1) and 2): Yes. Take the union of countably many suitable "fat Cantor sets".

3) No. By the Lebesgue Density Theorem, if $A$ is a measurable subset of $\mathbb R$, $m(A \cap (t-\epsilon, t+\epsilon))/(2\epsilon) \to 1$ for almost every $t \in A$ and $0$ for almost every $t \notin A$.

EDIT with more details on 1) and 2):

Enumerate the open intervals $(a,b)$ with $a$ and $b$ rational and $a < b$ as $I_n = (a_n, b_n)$. I'll construct inductively disjoint sets $A$, $B$ as the union of sequences $A_n$, $B_n$ of closed nowhere-dense sets of positive measure (fat Cantor sets), where $A_n \subset I_n$ and $B_n \subset I_n$.

Given $A_1, \ldots, A_{n-1}, B_1, \ldots, B_{n-1}$, their union is a closed nowhere-dense set, so $I_n$ contains some interval $(c,d)$ disjoint from that set. Let $A_n$ be a fat Cantor set in $(c, (c+d)/2)$ and $B_n$ a fat Cantor set in $((c+d)/2, d)$.

Now let $A = \cup_{n=1}^\infty A_n$ and $B$ its complement (which contains $\cup_{n=1}^\infty B_n$). Any open interval $(a,b)$ contains some $I_n$ and its corresponding $A_n$ and $B_n$, and therefore $m((a,b) \cap A) \ge m(A_n) > 0$ and $m((a,b) \cap B) \ge m(B_n) > 0$.

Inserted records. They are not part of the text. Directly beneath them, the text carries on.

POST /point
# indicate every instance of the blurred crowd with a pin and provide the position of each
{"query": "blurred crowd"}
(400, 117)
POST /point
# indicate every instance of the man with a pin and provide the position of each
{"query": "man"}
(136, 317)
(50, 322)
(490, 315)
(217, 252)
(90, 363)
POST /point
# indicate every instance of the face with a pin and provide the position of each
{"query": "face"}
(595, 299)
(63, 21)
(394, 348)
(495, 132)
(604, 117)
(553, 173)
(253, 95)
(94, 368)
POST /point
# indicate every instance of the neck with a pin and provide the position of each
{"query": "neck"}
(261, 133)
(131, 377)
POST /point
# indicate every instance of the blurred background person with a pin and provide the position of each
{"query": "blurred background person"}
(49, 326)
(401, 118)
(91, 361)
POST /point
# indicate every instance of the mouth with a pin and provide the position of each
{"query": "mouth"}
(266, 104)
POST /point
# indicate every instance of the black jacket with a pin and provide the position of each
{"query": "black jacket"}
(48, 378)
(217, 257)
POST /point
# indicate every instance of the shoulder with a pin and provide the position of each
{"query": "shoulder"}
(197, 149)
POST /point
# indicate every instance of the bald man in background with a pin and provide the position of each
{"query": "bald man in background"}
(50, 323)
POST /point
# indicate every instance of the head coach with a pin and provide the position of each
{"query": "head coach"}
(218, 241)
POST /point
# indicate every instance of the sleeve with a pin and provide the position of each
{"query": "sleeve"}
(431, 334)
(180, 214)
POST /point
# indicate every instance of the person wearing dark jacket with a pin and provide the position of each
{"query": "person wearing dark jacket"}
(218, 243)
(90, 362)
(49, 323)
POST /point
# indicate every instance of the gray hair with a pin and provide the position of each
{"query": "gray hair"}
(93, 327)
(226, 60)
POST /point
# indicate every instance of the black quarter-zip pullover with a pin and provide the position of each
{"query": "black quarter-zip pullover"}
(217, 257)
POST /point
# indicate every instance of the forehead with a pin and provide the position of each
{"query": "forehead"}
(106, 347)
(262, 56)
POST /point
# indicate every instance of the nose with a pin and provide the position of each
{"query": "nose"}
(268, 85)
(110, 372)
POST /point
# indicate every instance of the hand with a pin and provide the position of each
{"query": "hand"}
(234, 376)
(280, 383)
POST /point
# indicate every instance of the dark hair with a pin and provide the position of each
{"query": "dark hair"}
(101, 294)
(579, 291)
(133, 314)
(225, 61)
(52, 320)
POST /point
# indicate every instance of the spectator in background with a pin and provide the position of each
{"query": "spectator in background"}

EDIT: If $A$ is not measurable, you can't talk about the measure of its intersection with an interval. You could discuss outer measure, though: the (Lebesgue) outer measure of a set is the infimum of the measures of all Borel sets that contain it. You could, for example, consider a Bernstein set $A$. This has the property that every measurable set of positive measure intersects both $A$ and its complement. The result is that the outer measure
of $A \cap (a,b)$ and $A^c \cap (a,b)$ are both $b-a$.